Benefits of crypto indexes
Crypto index funds have unique advantages that may appeal to new Web3 investors, including:
- Portfolio diversification: Crypto index funds provide exposure to the blockchain industry. Plus, since these funds aren't all concentrated in one crypto project, investors may mitigate the volatility of investing in solo tokens.
- Accessible for traditional investors:Buying and selling shares in a crypto index fund is arguably easier than in a crypto exchange. If you already have a brokerage account, you could easily invest in BITW or a competing crypto ETF.
- No need to store private keys: Index fund managers are responsible for keeping all the cryptocurrencies in their portfolios. If you aren't comfortable transferring tokens and securing your seed phrase, you may feel more comfortable letting your fund handle crypto storage.
- Better regulated than crypto exchanges: The SEC constantly monitors index funds and ETFs on public stock exchanges, making it more comfortable for risk-averse investors to continue their trading activity.
Drawbacks of cryptocurrency index funds
Crypto index funds have potential advantages, but not without a few limitations.
- Relatively high fees: A major selling point for stock index funds is that they usually have low expense ratios. However, since the crypto industry is so volatile, crypto index funds tend to have higher-than-average fees. For example, the BITW currently has an expense ratio of 2.5%. On average, stock index funds have fees of less than 1%.
- Not as many options for non-accredited investors: Besides BITW, there aren't any easily accessible crypto index funds. Unless you're an accredited investor or familiar with DeFi, you won't find many opportunities to invest in crypto index funds.
- More volatile than stock index funds: The idea behind the first index funds was to reduce stock market volatility with diversification. By pooling various assets, investors should reduce the odds of experiencing severe drawdowns. However, the crypto market is inherently more volatile than stocks or bonds, which makes a crypto index fund less attractive to risk-averse investors.

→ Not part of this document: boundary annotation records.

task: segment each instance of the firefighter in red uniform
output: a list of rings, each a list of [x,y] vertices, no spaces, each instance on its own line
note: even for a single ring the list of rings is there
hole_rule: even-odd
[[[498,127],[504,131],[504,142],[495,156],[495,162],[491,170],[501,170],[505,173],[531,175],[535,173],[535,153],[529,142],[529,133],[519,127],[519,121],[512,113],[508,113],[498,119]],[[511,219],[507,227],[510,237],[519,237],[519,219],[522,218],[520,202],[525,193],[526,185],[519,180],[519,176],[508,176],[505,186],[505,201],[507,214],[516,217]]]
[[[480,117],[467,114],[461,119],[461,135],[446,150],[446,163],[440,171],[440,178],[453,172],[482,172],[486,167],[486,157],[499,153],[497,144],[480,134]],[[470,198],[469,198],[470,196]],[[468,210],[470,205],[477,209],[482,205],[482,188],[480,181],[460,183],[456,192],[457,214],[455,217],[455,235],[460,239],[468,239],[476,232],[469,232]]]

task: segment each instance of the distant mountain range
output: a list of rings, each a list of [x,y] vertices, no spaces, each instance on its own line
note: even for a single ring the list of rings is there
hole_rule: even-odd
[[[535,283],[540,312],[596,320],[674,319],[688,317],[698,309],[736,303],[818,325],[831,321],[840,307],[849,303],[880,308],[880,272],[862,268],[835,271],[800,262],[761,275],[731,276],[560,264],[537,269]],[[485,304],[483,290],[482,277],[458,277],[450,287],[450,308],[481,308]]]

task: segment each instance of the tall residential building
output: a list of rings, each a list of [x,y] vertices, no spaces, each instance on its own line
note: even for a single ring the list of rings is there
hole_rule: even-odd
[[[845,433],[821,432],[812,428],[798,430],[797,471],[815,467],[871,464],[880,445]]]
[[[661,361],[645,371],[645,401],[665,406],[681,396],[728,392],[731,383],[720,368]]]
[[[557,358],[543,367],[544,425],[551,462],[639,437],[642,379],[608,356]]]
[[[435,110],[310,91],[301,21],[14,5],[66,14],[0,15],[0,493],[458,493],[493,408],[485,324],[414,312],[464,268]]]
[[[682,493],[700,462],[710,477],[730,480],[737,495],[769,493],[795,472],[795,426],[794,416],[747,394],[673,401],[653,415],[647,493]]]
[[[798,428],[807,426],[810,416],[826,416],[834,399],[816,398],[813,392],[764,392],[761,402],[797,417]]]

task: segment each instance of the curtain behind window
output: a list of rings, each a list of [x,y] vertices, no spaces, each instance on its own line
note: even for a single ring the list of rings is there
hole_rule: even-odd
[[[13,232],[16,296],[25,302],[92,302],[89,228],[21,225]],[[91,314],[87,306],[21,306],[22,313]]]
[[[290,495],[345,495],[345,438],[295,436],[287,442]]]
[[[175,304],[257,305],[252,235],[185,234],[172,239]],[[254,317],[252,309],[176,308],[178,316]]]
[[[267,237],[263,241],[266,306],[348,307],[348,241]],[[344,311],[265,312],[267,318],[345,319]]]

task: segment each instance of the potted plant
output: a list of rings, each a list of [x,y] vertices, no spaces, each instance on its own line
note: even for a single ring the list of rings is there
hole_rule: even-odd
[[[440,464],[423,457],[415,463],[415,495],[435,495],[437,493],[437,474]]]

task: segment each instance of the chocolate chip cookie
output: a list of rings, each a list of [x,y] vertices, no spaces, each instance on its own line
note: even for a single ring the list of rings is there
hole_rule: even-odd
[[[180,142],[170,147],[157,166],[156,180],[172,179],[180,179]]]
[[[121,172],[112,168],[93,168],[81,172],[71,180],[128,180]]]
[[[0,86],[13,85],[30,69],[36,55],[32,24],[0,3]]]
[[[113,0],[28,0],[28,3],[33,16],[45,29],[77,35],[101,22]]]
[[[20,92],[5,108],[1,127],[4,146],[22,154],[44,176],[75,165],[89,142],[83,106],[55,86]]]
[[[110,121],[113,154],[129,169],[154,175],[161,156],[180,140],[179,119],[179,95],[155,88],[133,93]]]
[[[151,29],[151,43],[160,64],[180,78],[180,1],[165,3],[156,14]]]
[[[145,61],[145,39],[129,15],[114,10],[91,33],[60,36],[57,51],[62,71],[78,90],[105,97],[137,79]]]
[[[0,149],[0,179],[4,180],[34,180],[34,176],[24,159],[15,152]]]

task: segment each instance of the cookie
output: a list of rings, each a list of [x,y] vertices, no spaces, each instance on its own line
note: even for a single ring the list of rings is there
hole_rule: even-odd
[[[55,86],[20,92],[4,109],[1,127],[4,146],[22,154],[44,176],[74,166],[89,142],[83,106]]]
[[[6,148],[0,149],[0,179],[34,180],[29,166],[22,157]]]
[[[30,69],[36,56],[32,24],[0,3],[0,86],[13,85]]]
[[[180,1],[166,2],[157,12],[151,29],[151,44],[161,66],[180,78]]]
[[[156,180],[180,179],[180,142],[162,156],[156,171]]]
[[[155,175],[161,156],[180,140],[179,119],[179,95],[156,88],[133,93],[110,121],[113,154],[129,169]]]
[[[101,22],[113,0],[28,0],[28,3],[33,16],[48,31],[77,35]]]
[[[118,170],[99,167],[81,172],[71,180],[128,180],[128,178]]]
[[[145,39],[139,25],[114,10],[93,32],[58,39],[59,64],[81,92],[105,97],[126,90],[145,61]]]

While the potential gains may be higher with a crypto index fund, there's a greater risk for steep declines.
Crypto index funds are nowhere near as dominant as stock index funds. However, it's now possible to find accredited crypto index funds like BITW on brokerage platforms. Many innovative crypto ETFs, accredited-only index funds, and DeFi tokens also monitor the crypto industry. These assets provide more opportunities to gain exposure to crypto without investing directly in a single coin or token.